What concerns me most is that many smaller hotels ask you to email your credit card information to them. We really struggled with this one as many smaller hotels do not have web pages with online reservations. We had to do this with three places we stayed at last year. We complied to get the reservation but we were very uncomfortable with the process. Nothing bad happened as a result.
One thing that perturbs me is that some hotels will make a charge on your card to test it, then immediately reverse it. BUT the charge gets the conversion fee and when they reverse it you don't get that back. So you pay $5 or so just so they can verify your card. Oh well ...
If you have a Citibank credit card there is something you can do that can reduce the chances for fraud by giving out your card; in fact I do this will all credit card transactions over the internet or phone. With Citibank you can generate a "virtual" credit card number. This is a temp card number that charges to your account but you can specify the maximum amount that can be charge and the expiration date. So even if someone were to steal the number it won't do them much good. Other credit card companies may do this, too; I know Bank of America also offers it.
Have you thought of asking them WHY they need the numbers now?
I have never been asked for Passport info prior to arrival.
As the above poster indicated I too have send CC info by email - in two different emails -from two seperate email addresses.

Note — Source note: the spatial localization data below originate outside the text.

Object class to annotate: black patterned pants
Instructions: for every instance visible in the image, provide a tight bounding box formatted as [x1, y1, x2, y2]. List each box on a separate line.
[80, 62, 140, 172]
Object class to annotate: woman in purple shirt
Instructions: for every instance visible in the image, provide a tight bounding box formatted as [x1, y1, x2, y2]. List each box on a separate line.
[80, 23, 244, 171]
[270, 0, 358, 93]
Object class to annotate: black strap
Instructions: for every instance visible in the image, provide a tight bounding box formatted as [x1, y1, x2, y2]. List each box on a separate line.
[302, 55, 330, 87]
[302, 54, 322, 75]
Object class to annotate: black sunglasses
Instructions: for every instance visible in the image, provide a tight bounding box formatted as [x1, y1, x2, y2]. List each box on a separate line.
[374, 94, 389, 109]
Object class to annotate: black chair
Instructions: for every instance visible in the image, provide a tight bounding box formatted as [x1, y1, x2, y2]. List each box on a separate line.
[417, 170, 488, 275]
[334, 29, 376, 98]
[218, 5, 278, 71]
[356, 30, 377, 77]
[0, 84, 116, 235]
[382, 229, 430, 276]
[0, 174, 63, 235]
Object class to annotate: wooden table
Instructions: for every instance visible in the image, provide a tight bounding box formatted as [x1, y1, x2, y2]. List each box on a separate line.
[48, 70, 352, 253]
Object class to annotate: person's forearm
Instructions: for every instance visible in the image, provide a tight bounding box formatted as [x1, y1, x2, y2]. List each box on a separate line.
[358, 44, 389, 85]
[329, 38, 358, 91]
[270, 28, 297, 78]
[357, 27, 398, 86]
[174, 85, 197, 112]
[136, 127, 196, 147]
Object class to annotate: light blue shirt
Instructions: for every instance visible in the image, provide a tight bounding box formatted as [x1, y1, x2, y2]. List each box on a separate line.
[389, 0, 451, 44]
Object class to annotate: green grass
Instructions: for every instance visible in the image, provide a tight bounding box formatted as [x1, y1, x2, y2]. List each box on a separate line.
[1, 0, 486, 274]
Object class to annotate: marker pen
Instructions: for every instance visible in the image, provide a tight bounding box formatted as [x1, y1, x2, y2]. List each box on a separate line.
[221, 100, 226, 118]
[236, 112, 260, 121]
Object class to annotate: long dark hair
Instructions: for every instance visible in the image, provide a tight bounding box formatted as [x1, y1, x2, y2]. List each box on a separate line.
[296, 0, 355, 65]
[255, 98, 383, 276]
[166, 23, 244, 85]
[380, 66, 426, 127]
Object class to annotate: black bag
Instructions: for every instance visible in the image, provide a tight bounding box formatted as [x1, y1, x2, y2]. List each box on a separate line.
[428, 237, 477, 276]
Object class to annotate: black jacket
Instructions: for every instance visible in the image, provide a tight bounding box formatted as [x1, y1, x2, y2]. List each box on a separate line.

Breaking a credit card number is a lot of brain damage. The transmission of the number is very secure and for all practical purposes cannot be captured. It is what happens after the number is received at the end computer. You cannot control that. If they are sloppy with your number then they are sloppy. And it would make no difference if you sent it in one batch, or two batches, or two computers. You are addressing the problem at the wrong point. My solution has always been to use a credit card that is specifically NOT authorized for European charges. However, no one has every try a test charge so I may not be able to do that in the future.